En onlangs was je ook tolk voor een serie over Princess Diana.
Dat klopt! Joan van het Atelier Néerlandais bracht me in contact met een Nederlandse productiemaatschappij die voor Net5 een documentaire maakte, Prinses Diana: 25 jaar later. Hierin wordt onder meer de arts geïnterviewd die als eerste bij de plaats des onheils was, in de tunnel bij de Pont de l’Alma in Parijs. Ik ben toen naar Parijs gekomen om als tolk op te treden: de vragen moesten naar het Frans worden vertaald en de antwoorden naar het Nederlands. Na afloop werd me gevraagd om het interview te ondertitelen. Helaas heb ik dat, vanwege andere klussen, niet kunnen doen. Eerder dit jaar heb ik ook twee weken lang getolkt voor het Franse primetime-programma Échappées Belles, toen Nederland in de schijnwerpers werd gezet.

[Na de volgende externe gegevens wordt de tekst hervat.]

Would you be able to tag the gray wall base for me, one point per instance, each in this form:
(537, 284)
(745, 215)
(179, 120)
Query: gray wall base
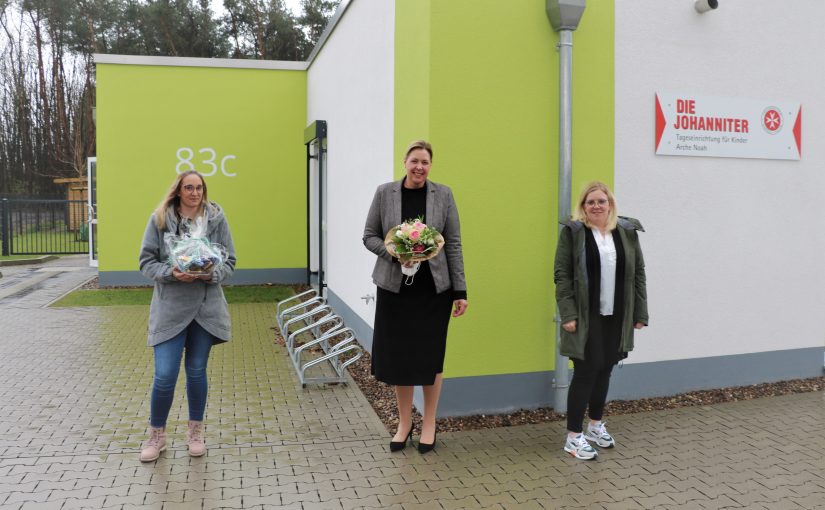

Hoe ben je eigenlijk bij het AN terecht gekomen?
Eigenlijk ben ik gewoon een keertje naar binnen gelopen; ik kende de locatie al vanwege het Institut Néerlandais en de Fondation Custodia, en was benieuwd wat er was. Toen heb ik Caroline van Tilburg ontmoet die me direct rondleidde. Voor mij is het heel prettig om lid te zijn van het AN, omdat ik naar Bretagne ben verhuisd. Nu heb ik in Parijs een plek waar ik af en toe kan werken, en waar ik in verbinding kan blijven met de stad Parijs.